Sami Siren wrote:
Doug Cutting wrote:
Language id can already be reasonably done by an indexing filter. I don't see any advantage to moving it here. Am I missing something?
And stemming and other word-based operations should be performed in Lucene Analyzers, while indexing. Nutch does not yet permit a plugin here, but this might eventually make sense.
When I was thinking, and actually implemented something, about localized stemming I
did it with TokenFilter. But the point is that the language was known before the
indexing(before creating the Document, or adding the fields) isn't that (adding fields) the point that analyzers/filters are utilized?
But if the language is identified in indexing filter how can that information be used to
select localized stemmer/other data for the fields allready added?
This points out an important deficiency in the plugin system - currently it is not possible to be absolutely sure which plugin runs first. Many Unix systems solve this by naming (e.g. /etc/rc.d scripts are named like "S01xxx.sh", "S02xxx.sh") - we could do it that way... It would also be possible to put a "priority" number in the plugin definition, so that the plugins are ordered during execution according to their "priority".
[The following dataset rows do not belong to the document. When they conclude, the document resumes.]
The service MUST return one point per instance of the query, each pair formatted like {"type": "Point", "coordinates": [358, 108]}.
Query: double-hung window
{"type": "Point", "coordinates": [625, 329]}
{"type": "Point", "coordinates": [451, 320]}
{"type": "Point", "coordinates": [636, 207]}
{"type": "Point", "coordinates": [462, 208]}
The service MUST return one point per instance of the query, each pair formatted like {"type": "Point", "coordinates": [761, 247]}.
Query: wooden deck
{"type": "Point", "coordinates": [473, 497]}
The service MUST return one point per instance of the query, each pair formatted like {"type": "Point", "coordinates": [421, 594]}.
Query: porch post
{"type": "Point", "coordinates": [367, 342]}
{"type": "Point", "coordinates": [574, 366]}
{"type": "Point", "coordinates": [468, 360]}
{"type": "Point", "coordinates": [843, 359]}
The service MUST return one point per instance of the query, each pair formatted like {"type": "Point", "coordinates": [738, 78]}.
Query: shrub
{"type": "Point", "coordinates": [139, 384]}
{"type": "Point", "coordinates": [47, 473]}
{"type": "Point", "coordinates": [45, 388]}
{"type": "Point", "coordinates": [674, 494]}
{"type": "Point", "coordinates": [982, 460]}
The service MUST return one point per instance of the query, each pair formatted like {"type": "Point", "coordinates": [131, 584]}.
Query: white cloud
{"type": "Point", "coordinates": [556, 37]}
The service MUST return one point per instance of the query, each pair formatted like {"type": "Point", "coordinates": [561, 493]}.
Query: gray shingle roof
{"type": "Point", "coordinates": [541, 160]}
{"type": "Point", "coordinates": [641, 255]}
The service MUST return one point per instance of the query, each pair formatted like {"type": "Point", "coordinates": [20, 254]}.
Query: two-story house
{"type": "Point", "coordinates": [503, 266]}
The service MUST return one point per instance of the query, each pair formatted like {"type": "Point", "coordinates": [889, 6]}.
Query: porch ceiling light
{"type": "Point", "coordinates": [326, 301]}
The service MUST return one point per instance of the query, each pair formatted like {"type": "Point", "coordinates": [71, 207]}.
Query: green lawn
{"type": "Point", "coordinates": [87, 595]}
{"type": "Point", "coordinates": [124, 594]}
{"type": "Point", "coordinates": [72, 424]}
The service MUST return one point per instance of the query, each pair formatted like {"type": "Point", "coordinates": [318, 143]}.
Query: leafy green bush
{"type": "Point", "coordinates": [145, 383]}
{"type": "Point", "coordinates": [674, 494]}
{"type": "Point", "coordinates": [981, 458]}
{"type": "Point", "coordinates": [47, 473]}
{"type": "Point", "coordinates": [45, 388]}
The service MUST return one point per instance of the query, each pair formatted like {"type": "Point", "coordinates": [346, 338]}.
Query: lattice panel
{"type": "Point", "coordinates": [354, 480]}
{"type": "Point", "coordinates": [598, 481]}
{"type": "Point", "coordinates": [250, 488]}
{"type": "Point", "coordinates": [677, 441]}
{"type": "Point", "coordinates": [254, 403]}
This should solve the problem you describe, because then you could put the language detection plugin as the first, and then set the appropriate analyzer for adding the documents (which requires minor modifications to the IndexSegment).
-- Best regards, Andrzej Bialecki
------------------------------------------------- Software Architect, System Integration Specialist CEN/ISSS EC Workshop, ECIMF project chair EU FP6 E-Commerce Expert/Evaluator ------------------------------------------------- FreeBSD developer (http://www.freebsd.org)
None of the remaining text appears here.